Alejandro abrió los ojos.

No parecía enojado. Parecía desarmado.

—Sabía que estaba despierto.

—Sí.

—Y aun así no tomó la llave.

—No era mía.

—¿No tuvo curiosidad?

Inés miró hacia el segundo piso.

—Claro que sí. Pero las puertas cerradas no siempre guardan secretos. A veces guardan dolores.

Él se sentó lentamente.

—Ayer escuchó algo, ¿verdad?

Inés no mintió.

—Una voz.

Alejandro cerró los ojos.

—Lucía tenía cuatro años cuando murió.

—¿Está seguro?

La pregunta cayó como una bofetada.

—¿Qué dijo?

—Mi abuela trabajó años en hospitales. Dice que cuando una familia poderosa quiere esconder algo, no siempre necesita matar a alguien. A veces basta con cambiar un nombre.

Alejandro se levantó de golpe.

—No vuelva a decir eso.

—Entonces abra el cuarto.

La mansión entera pareció quedarse sin aire.

A la mañana siguiente, Alejandro subió las escaleras con la llave plateada en la mano.
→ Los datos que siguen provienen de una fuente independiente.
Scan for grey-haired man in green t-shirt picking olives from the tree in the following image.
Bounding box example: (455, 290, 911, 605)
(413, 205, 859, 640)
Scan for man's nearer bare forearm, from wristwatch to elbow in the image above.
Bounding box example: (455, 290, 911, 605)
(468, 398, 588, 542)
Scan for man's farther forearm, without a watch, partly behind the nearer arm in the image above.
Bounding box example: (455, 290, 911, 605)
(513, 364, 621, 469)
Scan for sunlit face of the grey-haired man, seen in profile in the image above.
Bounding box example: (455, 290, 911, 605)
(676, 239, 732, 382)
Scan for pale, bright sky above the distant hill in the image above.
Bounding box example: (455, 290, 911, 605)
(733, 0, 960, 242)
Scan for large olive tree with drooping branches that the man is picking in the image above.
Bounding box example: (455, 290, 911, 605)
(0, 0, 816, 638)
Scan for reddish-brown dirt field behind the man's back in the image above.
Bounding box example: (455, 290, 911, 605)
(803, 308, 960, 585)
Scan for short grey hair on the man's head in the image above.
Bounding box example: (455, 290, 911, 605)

La señora Robles lloraba en silencio. Inés lo acompañó hasta la puerta blanca.

—No tiene que hacerlo solo —dijo ella.

Alejandro metió la llave.

El cuarto se abrió con un crujido largo.

Adentro había una recámara infantil congelada en el tiempo: paredes amarillas, cuentos, vestidos diminutos, zapatitos rojos. Sobre la almohada descansaba un conejito de madera intacto, con un listón rosa nuevo.
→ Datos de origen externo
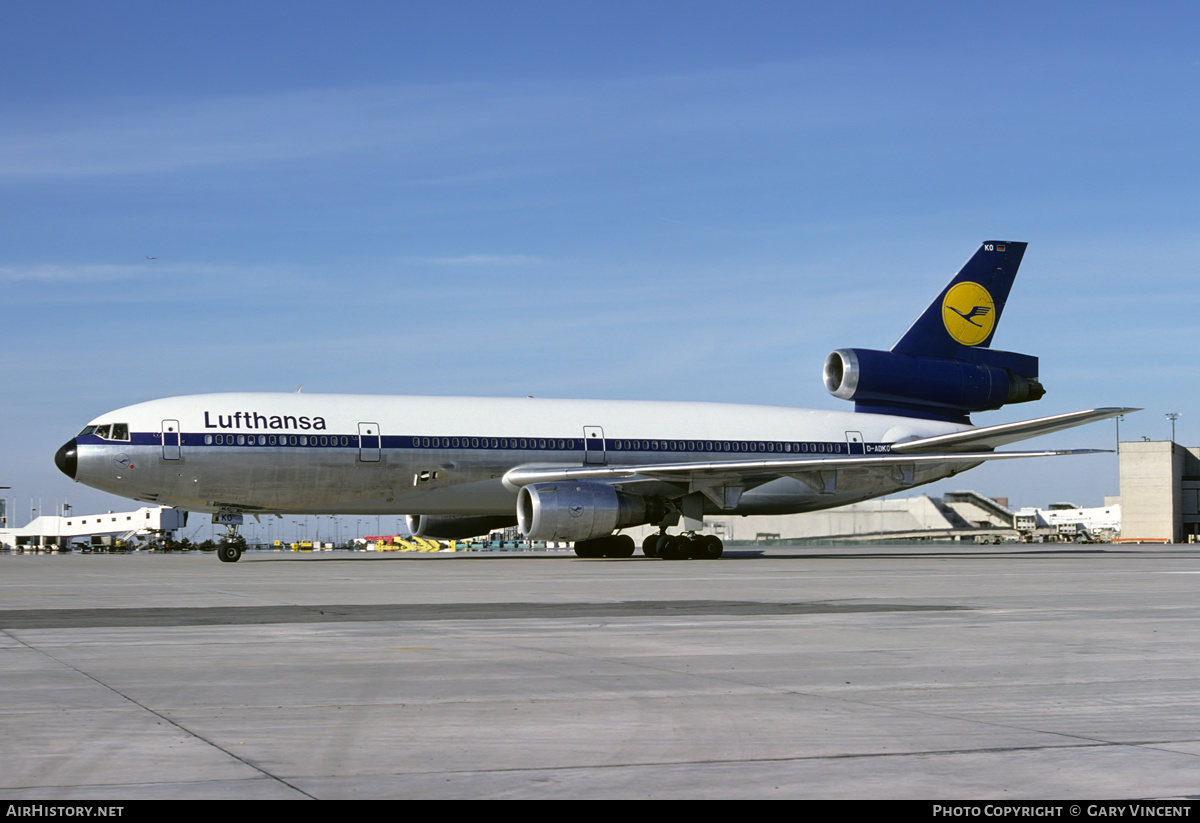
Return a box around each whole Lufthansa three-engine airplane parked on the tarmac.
[54,241,1136,563]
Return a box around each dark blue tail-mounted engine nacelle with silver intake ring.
[824,349,1045,415]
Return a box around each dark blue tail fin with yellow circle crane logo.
[892,241,1028,358]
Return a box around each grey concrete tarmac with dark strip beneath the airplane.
[0,546,1200,800]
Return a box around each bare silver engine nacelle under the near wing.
[517,481,665,542]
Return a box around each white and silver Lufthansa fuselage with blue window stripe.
[65,394,971,516]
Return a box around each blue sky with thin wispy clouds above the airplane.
[0,1,1200,527]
La señora Robles se cubrió la boca.

—Ese conejo no estaba ahí.

Alejandro lo tomó. Tenía una nota amarrada.

La abrió con manos temblorosas.

—¿Qué dice? —preguntó Inés.

Él leyó, y su rostro se quebró.

—“Papá, te esperé.”

Entonces una cajita musical comenzó a sonar dentro del ropero.

La misma canción que Inés había tarareado la noche anterior.

Y desde la oscuridad salió una risa de niña.